Multicollinearity Reduction (Pearson Correlation)
Calculate the Pearson correlation coefficient for all pairs of the remaining features.
For any pair with a high correlation (|r| > 0.9), discard the feature with the lower variance.
Final Feature Selection (LASSO)
Employ the Least Absolute Shrinkage and Selection Operator (LASSO) regression algorithm.
Use 10-fold cross-validation to determine the optimal regularization parameter (λ) that minimizes cross-validated error.
Select the final features corresponding to non-zero coefficients at the optimal λ.
Model Construction and Interpretation
This part describes the final steps of building, validating, and interpreting the classification model.

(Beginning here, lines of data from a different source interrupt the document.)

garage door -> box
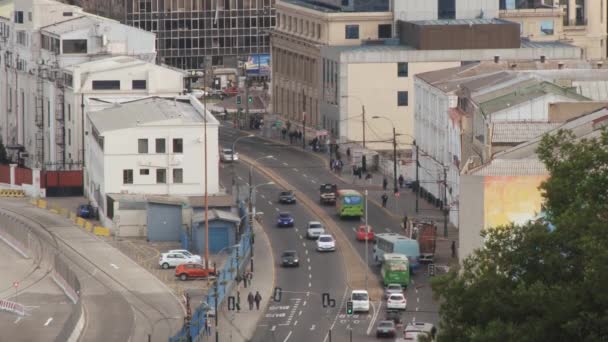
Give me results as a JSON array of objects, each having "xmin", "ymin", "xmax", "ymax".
[{"xmin": 147, "ymin": 203, "xmax": 182, "ymax": 241}]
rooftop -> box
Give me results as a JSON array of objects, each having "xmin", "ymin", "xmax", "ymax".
[{"xmin": 88, "ymin": 97, "xmax": 218, "ymax": 134}]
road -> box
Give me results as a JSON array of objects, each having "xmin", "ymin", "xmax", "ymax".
[
  {"xmin": 220, "ymin": 126, "xmax": 438, "ymax": 336},
  {"xmin": 220, "ymin": 156, "xmax": 379, "ymax": 342}
]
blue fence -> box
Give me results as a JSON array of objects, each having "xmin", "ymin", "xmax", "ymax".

The following steps were implemented within a unified GitHub component, available at: https://github.com/Li-qian-neurosurgery/inph-vs-ad-differential-diagnosis/blob/ee9a6c8dcc719f78131361721d1bc7928f503bcb/Lasso-ML%20Pipeline%20for%20Multi-modal%20Structured%20Data%20Modeling%20and%20Validation.ipynb
Train MLP Model:
Construct a Multilayer Perceptron (MLP) classifier.
Optimize hyperparameters by selecting the combination that yields the highest average F1-score across cross-validation folds in the training set.
Evaluate the trained MLP model's performance on the independent testing set.Calculate the following metrics:Accuracy; Precision; Recall; F1-score; Area Under the Receiver Operating Characteristic Curve (AUC)
Interpretation of the Model
Generate Heatmaps: Use Gradient-weighted Class Activation Mapping (Grad-CAM) to generate visual heatmaps for model predictions.
The following steps were implemented within a unified GitHub component, available at: https://github.com/Li-qian-neurosurgery/inph-vs-ad-differential-diagnosis/blob/1f13f25143036df6e291edb3f94aa9798511108b/Grad-CAM.ipynb
Analyze Heatmaps: Overlay the heatmaps onto the input MRI slices to highlight the class-discriminative regions that the model focused on for its classification decision.